An accepted "job" slowly changes the way people think. It enslaves them. It is no longer "I have to make money"- it becomes "I have to have this job." It is a small distinction but the language behind it frames the reality of the situation. By seeing the situation as no longer doing work to "make money" and allowing the situation to become "having a job" and all that entails, they lose their freedom. It sets in that slave mindset. And that mindset traps them, allows them to become true slaves. It's no problem you think-everyone is like you, they have jobs too. They have to submit too. They have bills to pay too. It's okay. You can conform. You must conform. You have responsibilities. You can shelf your dreams. You must shelf your dreams. They did too. The ones who even had dreams, goals, and ambitions to begin with. And that makes it okay. The standard is lowered. After all, everyone "has" to have a job. Everyone else is a slave as well.

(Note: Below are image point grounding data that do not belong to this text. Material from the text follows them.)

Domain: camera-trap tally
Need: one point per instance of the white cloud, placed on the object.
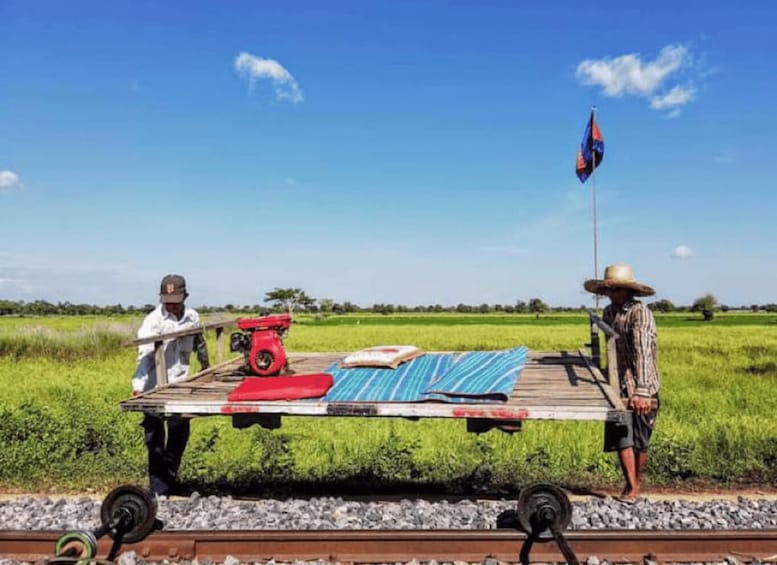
(8, 181)
(255, 68)
(678, 96)
(629, 75)
(682, 252)
(726, 157)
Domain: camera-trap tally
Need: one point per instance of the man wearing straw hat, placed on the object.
(637, 370)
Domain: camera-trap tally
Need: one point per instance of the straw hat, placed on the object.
(618, 276)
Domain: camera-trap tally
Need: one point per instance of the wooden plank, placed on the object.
(554, 385)
(160, 366)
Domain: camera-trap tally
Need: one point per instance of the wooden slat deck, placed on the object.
(558, 385)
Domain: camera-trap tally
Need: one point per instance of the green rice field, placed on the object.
(62, 430)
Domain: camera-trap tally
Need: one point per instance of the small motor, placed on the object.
(261, 341)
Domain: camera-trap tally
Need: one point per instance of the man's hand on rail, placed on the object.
(639, 404)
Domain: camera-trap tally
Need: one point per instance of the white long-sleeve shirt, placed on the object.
(177, 351)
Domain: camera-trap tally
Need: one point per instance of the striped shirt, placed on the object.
(636, 347)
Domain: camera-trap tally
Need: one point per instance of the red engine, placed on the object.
(261, 341)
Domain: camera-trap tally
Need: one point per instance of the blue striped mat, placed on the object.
(472, 377)
(480, 376)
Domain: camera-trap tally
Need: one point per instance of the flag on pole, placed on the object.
(591, 152)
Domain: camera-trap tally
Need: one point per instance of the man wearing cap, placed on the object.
(637, 370)
(172, 315)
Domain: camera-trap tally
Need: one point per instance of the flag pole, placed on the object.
(593, 201)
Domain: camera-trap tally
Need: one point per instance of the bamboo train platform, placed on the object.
(553, 385)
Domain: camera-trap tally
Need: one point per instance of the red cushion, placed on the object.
(282, 388)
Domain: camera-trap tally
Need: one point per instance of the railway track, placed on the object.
(377, 546)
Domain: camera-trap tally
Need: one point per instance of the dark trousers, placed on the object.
(164, 453)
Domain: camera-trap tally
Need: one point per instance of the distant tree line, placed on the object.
(295, 299)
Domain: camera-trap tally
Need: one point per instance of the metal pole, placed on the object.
(593, 198)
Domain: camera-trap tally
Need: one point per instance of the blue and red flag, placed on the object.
(591, 152)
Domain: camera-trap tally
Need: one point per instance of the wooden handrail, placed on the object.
(183, 333)
(610, 349)
(159, 341)
(604, 326)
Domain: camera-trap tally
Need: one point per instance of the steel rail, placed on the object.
(367, 546)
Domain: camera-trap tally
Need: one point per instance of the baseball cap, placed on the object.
(172, 289)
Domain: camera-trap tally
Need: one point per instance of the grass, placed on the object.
(61, 427)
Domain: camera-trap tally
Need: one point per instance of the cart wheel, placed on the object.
(76, 545)
(263, 359)
(542, 506)
(129, 513)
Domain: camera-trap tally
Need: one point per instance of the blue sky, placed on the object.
(384, 152)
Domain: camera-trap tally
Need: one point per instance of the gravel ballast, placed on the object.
(328, 513)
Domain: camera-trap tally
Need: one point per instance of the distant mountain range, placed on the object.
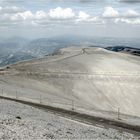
(124, 49)
(17, 48)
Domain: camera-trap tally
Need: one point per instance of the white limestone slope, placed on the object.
(93, 78)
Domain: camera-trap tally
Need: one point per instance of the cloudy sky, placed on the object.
(46, 18)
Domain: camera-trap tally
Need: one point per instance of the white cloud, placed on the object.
(60, 13)
(11, 9)
(83, 15)
(22, 16)
(110, 13)
(40, 15)
(65, 16)
(128, 21)
(131, 14)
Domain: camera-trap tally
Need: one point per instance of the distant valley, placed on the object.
(17, 49)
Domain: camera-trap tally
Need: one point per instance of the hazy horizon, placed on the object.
(49, 18)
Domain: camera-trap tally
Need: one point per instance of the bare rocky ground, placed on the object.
(18, 121)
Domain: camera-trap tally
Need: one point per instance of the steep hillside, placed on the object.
(93, 78)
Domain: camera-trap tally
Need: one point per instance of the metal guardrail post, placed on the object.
(72, 105)
(16, 95)
(40, 99)
(2, 92)
(119, 113)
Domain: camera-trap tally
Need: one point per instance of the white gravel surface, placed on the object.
(18, 121)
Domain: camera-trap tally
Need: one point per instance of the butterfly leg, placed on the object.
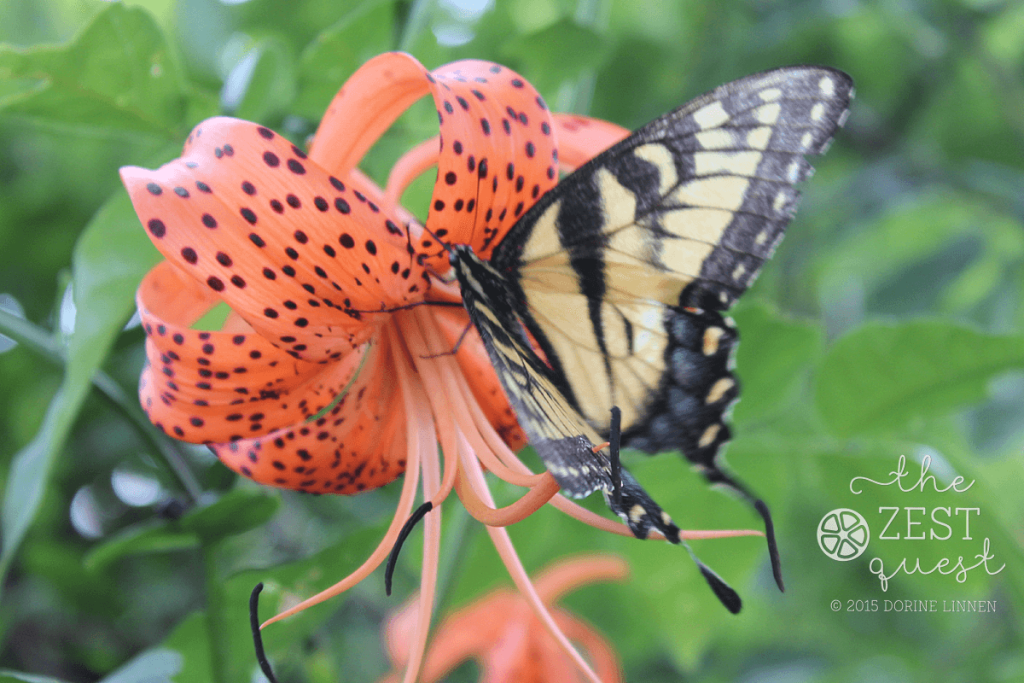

And there are benefits in slavery and the slave mindset. When Moses freed the slaves, only 1/3 left with him. It's easier to just accept things the way they are. To think you cannot be your own master. That requires a lot of confidence and intelligence to do after all. But damned, most of your bosses were idiots. Huh? We'll just ignore that, you think. They had rich daddys. Bigger penises. Some magical business person quality.

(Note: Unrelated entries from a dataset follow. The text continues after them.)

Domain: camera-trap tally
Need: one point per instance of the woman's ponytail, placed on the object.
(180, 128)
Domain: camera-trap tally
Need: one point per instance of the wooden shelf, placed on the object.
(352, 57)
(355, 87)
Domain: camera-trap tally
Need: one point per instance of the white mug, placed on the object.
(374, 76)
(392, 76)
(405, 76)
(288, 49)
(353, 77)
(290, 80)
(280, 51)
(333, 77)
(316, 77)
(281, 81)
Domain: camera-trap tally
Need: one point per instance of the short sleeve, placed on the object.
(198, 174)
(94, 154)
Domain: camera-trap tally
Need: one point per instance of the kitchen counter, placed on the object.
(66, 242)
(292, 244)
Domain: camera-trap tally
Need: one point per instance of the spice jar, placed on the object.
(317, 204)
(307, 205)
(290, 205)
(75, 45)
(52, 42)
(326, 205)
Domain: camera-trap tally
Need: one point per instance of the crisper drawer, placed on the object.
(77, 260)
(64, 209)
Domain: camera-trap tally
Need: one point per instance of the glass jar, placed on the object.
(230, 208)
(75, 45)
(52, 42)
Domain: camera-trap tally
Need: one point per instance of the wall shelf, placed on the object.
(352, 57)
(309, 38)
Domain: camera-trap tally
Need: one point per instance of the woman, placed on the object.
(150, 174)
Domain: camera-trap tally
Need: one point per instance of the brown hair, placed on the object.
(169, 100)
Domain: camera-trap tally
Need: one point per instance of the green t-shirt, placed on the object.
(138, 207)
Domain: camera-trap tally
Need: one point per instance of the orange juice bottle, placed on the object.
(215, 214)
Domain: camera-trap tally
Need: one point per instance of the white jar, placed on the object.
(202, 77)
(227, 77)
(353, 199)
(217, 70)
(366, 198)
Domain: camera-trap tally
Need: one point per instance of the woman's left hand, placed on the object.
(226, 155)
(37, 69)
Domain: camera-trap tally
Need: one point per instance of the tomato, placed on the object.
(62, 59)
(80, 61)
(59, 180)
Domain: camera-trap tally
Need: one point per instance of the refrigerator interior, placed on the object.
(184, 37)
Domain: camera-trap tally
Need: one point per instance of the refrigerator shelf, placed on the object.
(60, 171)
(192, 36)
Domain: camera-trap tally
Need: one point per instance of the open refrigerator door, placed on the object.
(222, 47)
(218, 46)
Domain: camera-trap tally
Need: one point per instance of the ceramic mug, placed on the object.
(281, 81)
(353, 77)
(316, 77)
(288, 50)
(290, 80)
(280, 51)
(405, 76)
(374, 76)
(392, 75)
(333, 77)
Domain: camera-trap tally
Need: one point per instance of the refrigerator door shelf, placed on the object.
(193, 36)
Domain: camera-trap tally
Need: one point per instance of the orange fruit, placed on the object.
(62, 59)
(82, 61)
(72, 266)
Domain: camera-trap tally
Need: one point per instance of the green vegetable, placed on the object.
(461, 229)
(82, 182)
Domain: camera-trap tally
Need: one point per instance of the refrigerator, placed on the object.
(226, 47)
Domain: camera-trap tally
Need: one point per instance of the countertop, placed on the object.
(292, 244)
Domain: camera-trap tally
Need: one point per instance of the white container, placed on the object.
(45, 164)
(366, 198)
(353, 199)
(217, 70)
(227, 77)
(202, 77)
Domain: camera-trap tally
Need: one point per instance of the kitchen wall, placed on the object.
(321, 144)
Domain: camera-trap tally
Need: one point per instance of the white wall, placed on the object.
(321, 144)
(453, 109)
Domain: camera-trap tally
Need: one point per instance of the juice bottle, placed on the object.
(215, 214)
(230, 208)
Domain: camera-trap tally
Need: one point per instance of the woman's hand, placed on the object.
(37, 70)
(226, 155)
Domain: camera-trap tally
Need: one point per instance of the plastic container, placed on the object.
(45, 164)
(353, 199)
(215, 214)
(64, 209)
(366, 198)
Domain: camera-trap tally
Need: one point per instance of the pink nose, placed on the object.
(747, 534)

That always freaks me out. How much people of all ages are so alike. To think outside the box, you have to be outside that box. It's not enough to be in your office cubicle and hate being there. YOU ARE THERE. And that's okay...we all seem to get there somehow at some point. There is no shame in that. Society is powerful. Conformity and its expectations have a way of pulling us all in at some time. I was there too. But I got out. What are you going to about it? Are you going to sit there and plan on how you are going to use your employee benefits? Or will you be heroic and begin to think how you are going to get the fuck out of there and pursue your dreams? Because whatever you think while you are in that box, you are just wasting time.

If your thoughts are not directed towards your freedom and the dreams that can only come true through this freedom, that box becomes your prison. But even then, it's okay. Being in a prison has two options. You either accept your sentence or you start to plan your escape. Because otherwise, you will have a lifetime sentence there. I think for the most of us, fear is what holds us back. BUT more so it seems that laziness keeps us back. How many times has a good idea been forgotten because of this? How many days do we wait when we can act now? How much do we discredit ourselves when we know better, when we know we can do things better? How many times have we quelled what we think? Have we subverted our own thoughts? How is it that the stupidest among us have no fear in speaking while we bite our tongues?

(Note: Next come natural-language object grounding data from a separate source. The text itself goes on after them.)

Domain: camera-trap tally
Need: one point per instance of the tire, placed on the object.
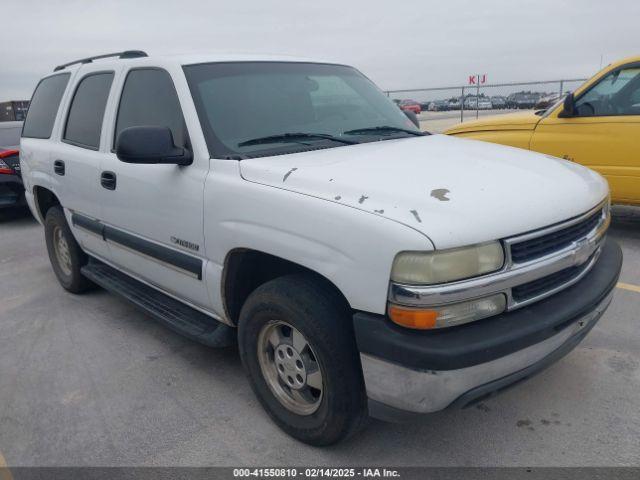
(66, 262)
(322, 317)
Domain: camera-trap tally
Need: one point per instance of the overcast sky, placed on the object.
(399, 44)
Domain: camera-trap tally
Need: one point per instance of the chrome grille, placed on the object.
(537, 247)
(549, 283)
(538, 264)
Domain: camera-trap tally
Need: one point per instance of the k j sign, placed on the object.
(478, 79)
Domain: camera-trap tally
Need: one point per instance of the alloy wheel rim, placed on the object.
(290, 367)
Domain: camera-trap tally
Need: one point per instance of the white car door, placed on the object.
(76, 157)
(154, 213)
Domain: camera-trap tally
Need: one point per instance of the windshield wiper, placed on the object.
(293, 137)
(383, 129)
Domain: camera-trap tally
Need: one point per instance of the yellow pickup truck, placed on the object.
(598, 126)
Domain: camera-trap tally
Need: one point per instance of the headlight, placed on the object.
(428, 268)
(448, 315)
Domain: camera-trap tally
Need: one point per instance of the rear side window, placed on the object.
(84, 122)
(149, 99)
(44, 106)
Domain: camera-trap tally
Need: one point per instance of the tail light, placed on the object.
(4, 167)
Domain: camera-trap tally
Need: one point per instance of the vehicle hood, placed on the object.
(455, 191)
(509, 121)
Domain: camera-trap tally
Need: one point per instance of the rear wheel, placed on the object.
(298, 350)
(65, 255)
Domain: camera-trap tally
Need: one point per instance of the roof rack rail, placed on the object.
(125, 54)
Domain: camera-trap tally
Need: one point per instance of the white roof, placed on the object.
(196, 58)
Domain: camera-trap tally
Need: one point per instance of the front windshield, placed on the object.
(249, 109)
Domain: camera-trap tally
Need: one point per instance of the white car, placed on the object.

SLAVERY pisses me off. It pisses me off when I see what should be a free man putting on slave shackles. It pisses me off to see slave collars in the forms of neck ties around their necks worn with pride. Slave watches that remind them of their bind to time and they don't even realize it. How many times do you look at your watch when you are at your job and wait for your freedom?

FREEDOM has to be earned. True freedom won't come by sitting in that cubicle box and waiting to the clocks strikes your "off hour". That's not freedom. To be free, you must first free your mind but then you have to do something else. YOU HAVE TO ACT on what you know, not think, to be right. It has to be your "right" and not theirs. How many of your thoughts are really theirs? William S. Burroughs said "Language is a virus." I think what he meant was how we communicate to ourselves spreads within ourselves. For most of us, it enslaves us, but for others, we can earn freedom through it. Change the narrative and act on it. Be free. Plan your escape. I promise you, it's better on the other side.